Leading economies are showing fragile signs that the economic crisis driving recession in many countries may be easing or have reached a low point, the OECD said on Monday on the basis of April data.
But the damaging effects of the global crisis are still worsening in many emerging economies, the Organisation for Economic Cooperation and Development said.
The OECD said that although it was too soon to say if data for leading industrialised countries marked “a temporary or a more durable turning point,” its index of leading indicators showed that the dire winds of contraction were easing.
The latest monthly figures, for April, “point to a reduced pace of deterioration in most of the OECD economies with stronger signals of a possible trough in Canada, France, Italy and the United Kingdon,” the OECD said.

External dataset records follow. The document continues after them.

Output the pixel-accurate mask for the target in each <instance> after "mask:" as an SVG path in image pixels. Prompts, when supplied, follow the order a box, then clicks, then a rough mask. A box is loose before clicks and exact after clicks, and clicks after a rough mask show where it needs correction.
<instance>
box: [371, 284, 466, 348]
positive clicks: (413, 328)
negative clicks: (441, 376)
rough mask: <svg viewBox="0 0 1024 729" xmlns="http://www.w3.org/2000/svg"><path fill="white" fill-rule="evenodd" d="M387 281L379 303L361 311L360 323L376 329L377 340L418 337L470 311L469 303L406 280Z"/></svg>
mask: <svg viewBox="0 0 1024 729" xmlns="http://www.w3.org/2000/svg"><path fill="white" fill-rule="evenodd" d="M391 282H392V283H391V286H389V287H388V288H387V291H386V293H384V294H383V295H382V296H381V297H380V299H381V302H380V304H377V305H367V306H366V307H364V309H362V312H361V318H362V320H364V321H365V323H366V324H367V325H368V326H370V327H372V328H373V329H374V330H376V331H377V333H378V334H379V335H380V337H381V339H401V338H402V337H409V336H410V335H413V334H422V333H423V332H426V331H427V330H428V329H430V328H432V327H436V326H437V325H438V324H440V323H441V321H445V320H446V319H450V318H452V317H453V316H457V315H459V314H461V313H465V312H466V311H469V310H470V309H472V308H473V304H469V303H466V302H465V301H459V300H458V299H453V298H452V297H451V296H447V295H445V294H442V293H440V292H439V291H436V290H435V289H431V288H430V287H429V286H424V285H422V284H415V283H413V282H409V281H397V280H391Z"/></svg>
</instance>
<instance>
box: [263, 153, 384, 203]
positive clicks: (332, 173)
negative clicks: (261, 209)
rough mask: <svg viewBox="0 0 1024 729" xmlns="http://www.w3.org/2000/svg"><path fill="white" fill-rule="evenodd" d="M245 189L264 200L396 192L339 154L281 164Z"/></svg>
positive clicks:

Compared with data for the previous month “positive signals are also emerging in Germany, Japan and the United States.”
This data for April appears to run parallel with signals from many leading stock markets that have rallied strongly since the first week of March.
But the OECD warned that countries outside the 30-member OECD group “still face deteriorating conditions, with the exception of China and India, where tentative signs of a trough have also emerged.”
The measure of composite leading indicators (CLI), which track such factors as production activity, showed that the CLI for the overall OECD area rose by half a point in April but was 8.3 points lower than in April 2008.
The indicator for the United States rose by 0.2 points in April but was 10.8 points below the level 12 months earlier. The CLI for the eurozone rose by 0.8 points in the month but was down 6.3 points over 12 months, and the figure for Japan was up 0.1 points in the month
and down 11.9 points over 12 months. The figure for Germany rose by 0.1 points in April and fell 13.4 points over 12 months.
Outside the OECD area, the figure for China rose by 0.9 points in April but was 8.3 points down over 12 months.